希和子は不倫相手の子供を堕胎するも、その時に一生子供を産めない体となってしまう。時を同じくして、不倫相手の妻は妊娠し無事に出産する。この事実に受け入れ難いものを感じた和子は、その赤ちゃんを一目見れば何か納得出来るかと思い不倫相手の自宅へ忍び込むものの、発作的に赤ちゃんを誘拐してしまった。

原作は同名の小説。主演は永作博美と井上真央。永作博美は40代のはずだけど、劇中では妙に若く見えた。これってメイクのおかげ? 元々童顔だったような気もするけど、凄く適役だと思いました。

生まれてから4年間も他人を母親と思って育った主人公の恵理菜と、かつて恵理菜を誘拐して4年間偽の母親となった希和子、両者の視点をスイッチしながら話の焦点を最後に暮らした小豆島へ集めていく構成は非常に面白かったです。多少唐突さ強引さはあったと思うものの、全体として見て流れは良いと思います。

秋山家の抱える様々な問題がどれも生臭い昼ドラで、全編に渡って濃厚な愛憎劇を繰り広げているという印象が強くあります。そんな中で、微笑ましい親子を演ずる希和子と恵理菜(薫)は一服の清涼剤のような感じさえします。冒頭で二人の生活が結局どうなってしまったかは分かるため、尚更悲劇的に思えるのだけれど、そもそも誘拐してきた訳だし、しかしそこにはこういった理由があったりと、意外に人物の関係が複雑で、単に誰が悪かったと言い切れないのが悩ましさを際立たせます。おそらく、誰が悪者でみたいな事を書きたかったお話ではないとは思いますが、どうしても人の粗探しはしたくなってしまいました。

和子パートとは別に、恵理菜パートはどうにも虚無感というか現代的な無気力さが感じられました。正直な所、恵理菜の方の出来栄えは微妙だったように思います。恵理菜という人物像が、まるでモデルでもいるかのように妙に不合理な気がするのは、男性には分からない部分なんだろうか? 何とか過去と今の自分に折り合いをつけたい、という気持ちは分かるけど、その切っ掛けがどうにも良く分からない。
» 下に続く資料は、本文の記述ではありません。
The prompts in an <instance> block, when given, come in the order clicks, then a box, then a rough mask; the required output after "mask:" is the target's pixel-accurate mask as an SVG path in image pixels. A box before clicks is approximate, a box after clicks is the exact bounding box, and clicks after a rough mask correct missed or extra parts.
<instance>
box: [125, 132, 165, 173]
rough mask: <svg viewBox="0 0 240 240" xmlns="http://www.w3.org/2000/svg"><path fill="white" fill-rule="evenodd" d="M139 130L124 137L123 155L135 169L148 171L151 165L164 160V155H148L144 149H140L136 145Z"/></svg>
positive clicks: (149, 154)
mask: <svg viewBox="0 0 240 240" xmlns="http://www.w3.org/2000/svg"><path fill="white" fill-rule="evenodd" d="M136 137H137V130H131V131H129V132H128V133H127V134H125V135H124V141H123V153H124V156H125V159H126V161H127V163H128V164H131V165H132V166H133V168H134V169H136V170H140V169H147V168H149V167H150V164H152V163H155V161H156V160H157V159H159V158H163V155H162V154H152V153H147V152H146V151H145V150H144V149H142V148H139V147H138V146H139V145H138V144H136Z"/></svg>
これについては、本当に女性でないと分からない感覚なのかもしれません。

とまあ、僕にとっては解り易い和子パートの方が楽しめました。実際少しも笑えない話ではあるんだけれど、きちんと話の抑揚がついていて見応えもありました。それに、意外と良いセリフが多いです。原作からの引用なのかな?

一つ、気になること。井上真央の出ている映画は、そんなに見たわけではないんだけども。なんか、凄い演技が棒のような気がする。こういう役作りだったんだろうか……? せめて、もうちょっと喋りが何とかなればなあ。

おすすめ度は4+。かなり生臭いお話で、とてもハッピーエンドとは縁遠いものです。ありきたりな善悪に一石を投じて色々と考えさせられるような作品を観たい、という方にはオススメだと思います。